Raguel’s investigation takes him to the angels in change of the blueprints for the Universe-to-be. He meets senior designer Phanuel, who takes more credit for creation than he deserves; Saraquel, who worked with Carasel to create the concept of Love; Lucifer, the captain of the guard, who secretly listens to the voices in the darkness outside the Silver City; and Zephkiel, the grand thinker, who sits, ponders and make suggestions, while other Angels go about the physical work of creating the Universe.
The story comes out in bits and pieces: Carasel, who often got too involved in his work, was involved in a new project at the time of his murder: Death.
And then Raguel deduces who committed the first murder.
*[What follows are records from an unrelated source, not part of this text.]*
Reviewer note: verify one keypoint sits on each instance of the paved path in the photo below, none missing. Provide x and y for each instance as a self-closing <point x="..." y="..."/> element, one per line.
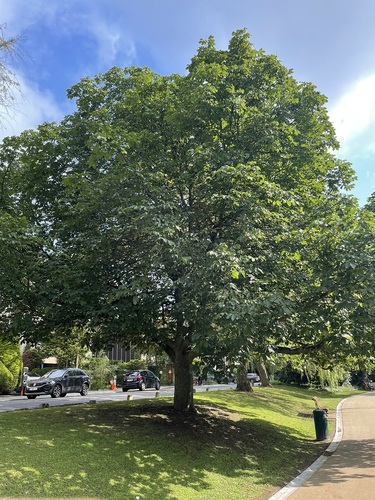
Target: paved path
<point x="349" y="472"/>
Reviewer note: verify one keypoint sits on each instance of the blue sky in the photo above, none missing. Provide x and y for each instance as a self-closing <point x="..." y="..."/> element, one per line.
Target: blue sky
<point x="330" y="43"/>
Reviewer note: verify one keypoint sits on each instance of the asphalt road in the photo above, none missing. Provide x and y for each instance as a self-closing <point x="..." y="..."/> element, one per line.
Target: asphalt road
<point x="14" y="403"/>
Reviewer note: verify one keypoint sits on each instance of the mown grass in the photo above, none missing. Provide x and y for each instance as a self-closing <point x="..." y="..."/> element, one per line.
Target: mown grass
<point x="238" y="446"/>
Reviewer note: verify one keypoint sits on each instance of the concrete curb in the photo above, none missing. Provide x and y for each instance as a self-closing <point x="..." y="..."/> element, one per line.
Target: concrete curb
<point x="305" y="475"/>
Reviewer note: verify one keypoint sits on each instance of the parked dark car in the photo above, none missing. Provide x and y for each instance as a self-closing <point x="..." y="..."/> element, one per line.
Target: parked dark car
<point x="140" y="379"/>
<point x="58" y="383"/>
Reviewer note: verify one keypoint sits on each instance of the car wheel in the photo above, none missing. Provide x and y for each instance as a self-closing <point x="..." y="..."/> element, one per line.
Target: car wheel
<point x="84" y="390"/>
<point x="56" y="391"/>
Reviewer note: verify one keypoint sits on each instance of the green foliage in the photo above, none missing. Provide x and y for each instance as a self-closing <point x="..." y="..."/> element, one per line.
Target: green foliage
<point x="32" y="357"/>
<point x="10" y="366"/>
<point x="202" y="214"/>
<point x="237" y="446"/>
<point x="303" y="371"/>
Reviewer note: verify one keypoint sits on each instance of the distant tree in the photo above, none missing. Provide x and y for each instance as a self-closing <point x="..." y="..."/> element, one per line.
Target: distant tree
<point x="9" y="83"/>
<point x="10" y="366"/>
<point x="201" y="213"/>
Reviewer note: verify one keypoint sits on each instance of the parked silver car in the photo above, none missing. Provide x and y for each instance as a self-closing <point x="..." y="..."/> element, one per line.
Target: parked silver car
<point x="58" y="383"/>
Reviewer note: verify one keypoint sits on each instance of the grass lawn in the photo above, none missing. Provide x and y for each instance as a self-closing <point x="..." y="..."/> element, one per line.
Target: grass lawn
<point x="239" y="446"/>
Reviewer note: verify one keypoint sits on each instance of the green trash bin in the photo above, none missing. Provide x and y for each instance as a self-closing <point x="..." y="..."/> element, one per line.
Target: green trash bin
<point x="321" y="425"/>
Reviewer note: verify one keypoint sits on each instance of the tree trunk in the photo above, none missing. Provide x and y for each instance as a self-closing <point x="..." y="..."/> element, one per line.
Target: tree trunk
<point x="264" y="378"/>
<point x="182" y="358"/>
<point x="243" y="383"/>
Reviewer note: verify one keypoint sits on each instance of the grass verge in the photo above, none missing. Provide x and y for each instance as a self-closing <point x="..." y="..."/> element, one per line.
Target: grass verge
<point x="238" y="446"/>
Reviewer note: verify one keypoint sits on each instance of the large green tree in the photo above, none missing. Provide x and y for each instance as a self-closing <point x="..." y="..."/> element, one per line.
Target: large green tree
<point x="201" y="213"/>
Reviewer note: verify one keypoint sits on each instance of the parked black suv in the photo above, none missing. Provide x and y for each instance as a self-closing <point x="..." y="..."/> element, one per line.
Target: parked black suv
<point x="140" y="379"/>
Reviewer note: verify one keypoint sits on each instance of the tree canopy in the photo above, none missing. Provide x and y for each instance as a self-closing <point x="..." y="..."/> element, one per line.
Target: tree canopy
<point x="203" y="213"/>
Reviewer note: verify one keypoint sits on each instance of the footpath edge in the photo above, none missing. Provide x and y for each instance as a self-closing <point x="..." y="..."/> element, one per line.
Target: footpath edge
<point x="298" y="481"/>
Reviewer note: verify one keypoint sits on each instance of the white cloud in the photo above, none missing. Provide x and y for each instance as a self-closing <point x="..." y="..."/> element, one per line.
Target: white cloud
<point x="353" y="117"/>
<point x="30" y="108"/>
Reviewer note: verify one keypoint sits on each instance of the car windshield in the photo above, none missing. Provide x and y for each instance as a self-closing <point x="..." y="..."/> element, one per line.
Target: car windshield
<point x="54" y="374"/>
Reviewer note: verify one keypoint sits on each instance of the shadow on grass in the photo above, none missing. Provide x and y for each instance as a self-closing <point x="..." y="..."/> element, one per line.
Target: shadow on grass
<point x="126" y="450"/>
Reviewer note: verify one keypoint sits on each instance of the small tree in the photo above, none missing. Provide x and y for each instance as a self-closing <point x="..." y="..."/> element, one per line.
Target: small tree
<point x="9" y="83"/>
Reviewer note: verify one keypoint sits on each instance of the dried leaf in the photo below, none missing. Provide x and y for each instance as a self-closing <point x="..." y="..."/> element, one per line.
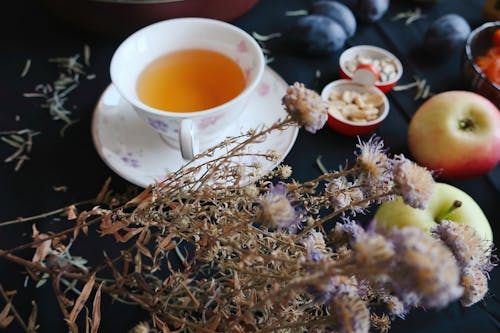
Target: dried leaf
<point x="161" y="325"/>
<point x="141" y="197"/>
<point x="131" y="232"/>
<point x="80" y="301"/>
<point x="42" y="249"/>
<point x="143" y="250"/>
<point x="101" y="196"/>
<point x="165" y="244"/>
<point x="71" y="212"/>
<point x="214" y="323"/>
<point x="32" y="326"/>
<point x="96" y="310"/>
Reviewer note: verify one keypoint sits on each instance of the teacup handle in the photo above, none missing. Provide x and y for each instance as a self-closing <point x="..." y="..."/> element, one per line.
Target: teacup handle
<point x="188" y="143"/>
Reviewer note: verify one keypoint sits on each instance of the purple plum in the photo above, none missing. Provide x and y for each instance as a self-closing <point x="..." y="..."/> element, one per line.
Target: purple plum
<point x="317" y="35"/>
<point x="338" y="12"/>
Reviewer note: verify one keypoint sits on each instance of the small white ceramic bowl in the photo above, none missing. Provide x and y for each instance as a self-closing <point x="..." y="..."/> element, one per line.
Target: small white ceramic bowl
<point x="372" y="52"/>
<point x="348" y="127"/>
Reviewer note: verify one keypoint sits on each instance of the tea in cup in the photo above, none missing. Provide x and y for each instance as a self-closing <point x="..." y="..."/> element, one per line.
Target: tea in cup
<point x="188" y="78"/>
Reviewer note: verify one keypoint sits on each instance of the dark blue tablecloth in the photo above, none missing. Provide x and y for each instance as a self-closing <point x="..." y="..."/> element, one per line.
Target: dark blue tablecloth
<point x="28" y="30"/>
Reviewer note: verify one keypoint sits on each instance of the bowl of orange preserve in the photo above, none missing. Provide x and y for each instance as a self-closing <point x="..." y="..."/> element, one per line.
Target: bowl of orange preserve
<point x="482" y="61"/>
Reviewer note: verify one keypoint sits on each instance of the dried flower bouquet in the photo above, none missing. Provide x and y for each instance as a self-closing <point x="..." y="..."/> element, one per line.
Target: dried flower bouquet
<point x="266" y="255"/>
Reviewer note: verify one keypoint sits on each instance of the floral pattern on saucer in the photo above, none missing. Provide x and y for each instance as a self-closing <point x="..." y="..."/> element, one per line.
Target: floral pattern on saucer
<point x="137" y="153"/>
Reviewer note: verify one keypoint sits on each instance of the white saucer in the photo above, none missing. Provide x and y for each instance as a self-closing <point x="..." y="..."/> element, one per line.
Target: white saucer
<point x="137" y="153"/>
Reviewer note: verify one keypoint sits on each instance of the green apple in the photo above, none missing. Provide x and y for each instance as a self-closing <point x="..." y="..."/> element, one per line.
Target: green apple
<point x="442" y="206"/>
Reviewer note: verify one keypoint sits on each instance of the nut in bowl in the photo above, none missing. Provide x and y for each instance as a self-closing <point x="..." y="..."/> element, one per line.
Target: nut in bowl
<point x="354" y="108"/>
<point x="375" y="65"/>
<point x="481" y="62"/>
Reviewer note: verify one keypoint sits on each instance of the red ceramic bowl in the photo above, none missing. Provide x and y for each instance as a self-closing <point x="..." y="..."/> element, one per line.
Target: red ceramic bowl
<point x="371" y="52"/>
<point x="117" y="17"/>
<point x="347" y="127"/>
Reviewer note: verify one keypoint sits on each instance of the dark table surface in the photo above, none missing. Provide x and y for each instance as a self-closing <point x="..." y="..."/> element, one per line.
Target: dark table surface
<point x="29" y="31"/>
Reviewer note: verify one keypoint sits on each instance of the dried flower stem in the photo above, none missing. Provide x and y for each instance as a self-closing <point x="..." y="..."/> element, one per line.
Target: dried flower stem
<point x="43" y="215"/>
<point x="13" y="309"/>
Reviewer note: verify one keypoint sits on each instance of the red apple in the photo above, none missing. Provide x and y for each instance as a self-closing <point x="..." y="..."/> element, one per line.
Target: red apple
<point x="457" y="134"/>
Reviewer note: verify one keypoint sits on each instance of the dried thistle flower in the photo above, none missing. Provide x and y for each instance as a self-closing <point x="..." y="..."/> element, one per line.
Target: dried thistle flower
<point x="277" y="210"/>
<point x="375" y="165"/>
<point x="315" y="246"/>
<point x="425" y="269"/>
<point x="349" y="311"/>
<point x="306" y="107"/>
<point x="412" y="182"/>
<point x="467" y="246"/>
<point x="475" y="284"/>
<point x="284" y="171"/>
<point x="210" y="248"/>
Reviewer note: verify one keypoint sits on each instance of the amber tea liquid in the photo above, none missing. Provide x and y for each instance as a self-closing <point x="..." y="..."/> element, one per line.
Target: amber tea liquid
<point x="190" y="80"/>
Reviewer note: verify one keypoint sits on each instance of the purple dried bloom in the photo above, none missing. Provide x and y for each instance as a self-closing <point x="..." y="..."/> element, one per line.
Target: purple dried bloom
<point x="277" y="210"/>
<point x="475" y="283"/>
<point x="306" y="107"/>
<point x="315" y="246"/>
<point x="412" y="182"/>
<point x="467" y="246"/>
<point x="344" y="194"/>
<point x="375" y="165"/>
<point x="424" y="268"/>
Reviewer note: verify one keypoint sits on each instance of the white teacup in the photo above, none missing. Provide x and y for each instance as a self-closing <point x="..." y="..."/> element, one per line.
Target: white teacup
<point x="187" y="130"/>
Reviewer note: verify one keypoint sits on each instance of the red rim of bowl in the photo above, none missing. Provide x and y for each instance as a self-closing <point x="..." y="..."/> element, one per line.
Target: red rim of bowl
<point x="327" y="89"/>
<point x="470" y="57"/>
<point x="376" y="49"/>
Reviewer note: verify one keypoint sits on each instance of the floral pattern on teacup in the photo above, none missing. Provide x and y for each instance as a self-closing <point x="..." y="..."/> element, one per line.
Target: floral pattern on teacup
<point x="130" y="161"/>
<point x="204" y="123"/>
<point x="158" y="125"/>
<point x="242" y="47"/>
<point x="263" y="89"/>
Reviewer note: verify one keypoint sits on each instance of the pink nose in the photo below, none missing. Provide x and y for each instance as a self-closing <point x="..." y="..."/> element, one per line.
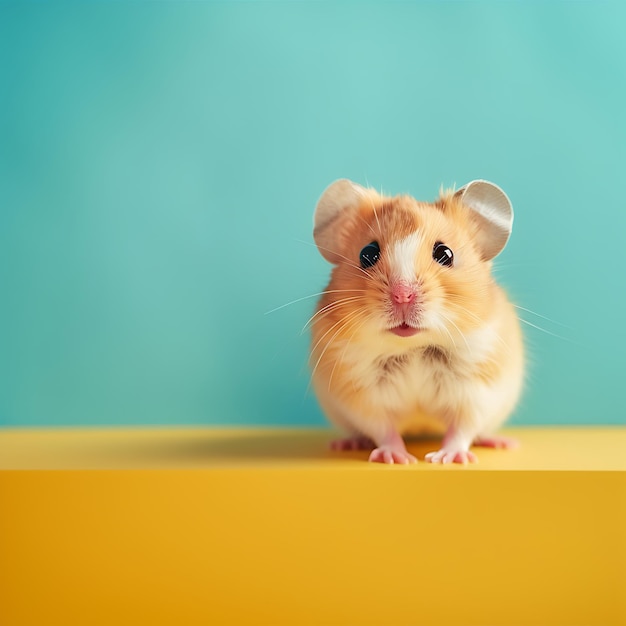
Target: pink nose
<point x="402" y="293"/>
His vengeance, in turn, creates changes in the order of things that only God will understand.
But that is just one murder. The title of this book is plural. An incredibly subtle revelation of the meaning of the title is a final blow that leaves echoes of dread and fear within the reader ... while also leaving room for hope. It’s an amazing story, and it’s quite possible that it works even better as a graphic novel than it did as the original story.
Russell does a masterful job with “Murder Mysteries.” His artwork is lyrical, beautiful, haunting, erotic, energetic and occasionally terrifying. As a writer, he takes Gaiman’s short story, keeps the author’s wonderful use of language, and adds a pacing to the story that transcends the original work and takes full advantage of the medium of graphic storytelling.
Dark Horse has done a wonderful job packaging this book. The hardcover is beautifully bound and printed, and at the same time, quite affordable.